SKRIPSI HTN
Penerapan Teori Hukum Murni dan Teori Hukum Progresif Studi Komparasi Putusan Mahkamah Konstitusi
Penelitian membahas mengenai perbandingan penerapan teori hukum murni dan teori hukum progresif. Teori hukum murni merupakan teori yang menafsirkan hukum dan berusaha untuk menjauhkan objek penafsirannya yang tidak berkaitan dengan hukum, serta berusaha membatasi unsur-unsur sosiologi, psikologi, etika, dan politik. Oleh karena itu, Hans Kelsen menyampaikan bentuk kemurnian terhadap teori hukum dan tujuannya menghapus seluruh komponen yang tidak krusial dan memisahkannya dengan Jurisprudence dari pengetahuan social. Karakteristik teori hukum murni yaitu hukum terbebas dari moral, politik, ekonomi, dan penyebab diluar hukum lainnya, hukum harus objektif tanpa prasangka, dan memiliki sifat rasional. Teori hukum progresif merupakan proses mencari suatu kebenaran yang tidak akan berhenti, berawal dari kenyataan aturan di masyarakat yang dirancang untuk memungkinkan manusia hidup senang, adil, serta sejahtera.
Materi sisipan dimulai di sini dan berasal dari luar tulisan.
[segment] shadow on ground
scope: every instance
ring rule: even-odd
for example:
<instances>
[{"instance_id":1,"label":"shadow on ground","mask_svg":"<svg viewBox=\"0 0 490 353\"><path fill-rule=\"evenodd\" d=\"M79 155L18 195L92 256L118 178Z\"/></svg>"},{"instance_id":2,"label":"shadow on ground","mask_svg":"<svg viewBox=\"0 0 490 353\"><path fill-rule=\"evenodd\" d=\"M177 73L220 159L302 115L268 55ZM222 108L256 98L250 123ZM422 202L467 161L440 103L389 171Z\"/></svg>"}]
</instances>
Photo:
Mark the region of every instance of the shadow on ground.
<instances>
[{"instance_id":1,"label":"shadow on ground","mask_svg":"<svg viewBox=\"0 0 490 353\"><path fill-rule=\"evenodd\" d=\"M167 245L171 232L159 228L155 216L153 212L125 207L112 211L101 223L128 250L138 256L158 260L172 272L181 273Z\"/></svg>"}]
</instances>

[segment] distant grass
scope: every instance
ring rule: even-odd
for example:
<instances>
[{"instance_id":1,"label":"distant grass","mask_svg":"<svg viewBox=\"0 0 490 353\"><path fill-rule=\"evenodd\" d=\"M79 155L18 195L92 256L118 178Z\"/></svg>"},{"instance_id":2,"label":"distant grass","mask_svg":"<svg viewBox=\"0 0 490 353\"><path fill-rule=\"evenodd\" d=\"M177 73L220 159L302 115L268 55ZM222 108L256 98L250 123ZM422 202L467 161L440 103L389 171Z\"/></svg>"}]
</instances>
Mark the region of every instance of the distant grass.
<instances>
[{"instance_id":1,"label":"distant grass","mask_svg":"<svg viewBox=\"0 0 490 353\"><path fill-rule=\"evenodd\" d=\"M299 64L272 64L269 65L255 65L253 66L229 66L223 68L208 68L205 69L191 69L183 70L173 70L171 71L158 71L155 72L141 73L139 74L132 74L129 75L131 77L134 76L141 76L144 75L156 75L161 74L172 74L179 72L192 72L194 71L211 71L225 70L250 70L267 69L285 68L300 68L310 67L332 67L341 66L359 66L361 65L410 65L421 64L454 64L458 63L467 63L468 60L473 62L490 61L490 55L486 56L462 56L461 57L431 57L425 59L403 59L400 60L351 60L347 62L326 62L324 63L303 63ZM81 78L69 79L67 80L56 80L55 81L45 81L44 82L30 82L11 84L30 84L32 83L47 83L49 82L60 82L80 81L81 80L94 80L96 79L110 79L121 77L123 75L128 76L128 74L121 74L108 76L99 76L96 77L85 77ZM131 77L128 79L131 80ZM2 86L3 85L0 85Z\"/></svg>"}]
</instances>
Karakteristik teori hukum progresif yaitu hukum harus berfokus pada manusia, bersifat pro keadilan, memiliki tipe responsif, berupaya membangun negara hukum yang konstitusional dengan berlandaskan hari nurani. Penelitian ini untuk mengetahui bagaimana perbandingan dan akibat hukum penerapan teori hukum murni dan teori hukum progresif dalam putusan Mahkamah Konstitusi. Jenis penelitian ini “doktrinal” dengan yuridis normatif, menggunakan pendekatan perbandingan, konseptual serta studi kasus. Sumber data yang digunakan, bahan hukum primer (putusan Mahkamah Konstitusi No.85/PUU-XX/2022 dan No.91/PUU-XVIII/2020) dan bahan hukum sekunder (jurnal, artikel, skripsi, buku, disertasi dan hasil penelitian yang relevan). Dianalisis menggunakan reduksi, display atau penyeleksian serta simpulan data. Peneliti berpendapat, perbandingan dalam aspek keadilan, kemanfaatan dan kepastian hukum, teori hukum progresif lebih baik karena fleksibel dalam memutuskan perkara di Mahkamah Konstitusi daripada teori hukum murni yang cenderung lebih kaku. Putusan Mahkamah Konstitusi Nomor 85/PUU-XX/2022 menunjukkan bahwa Mahkamah Konstitusi memiliki peran sebagai pembatal norma (Negative Legislature). Dan Putusan Mahkamah Konstitusi No.91/PUUXVIII/2020 mengedepankan keadilan substantif, sehingga Mahkamah Konstitusi berperan menemukan norma baru dan bersifat mengatur (Positive Legislature).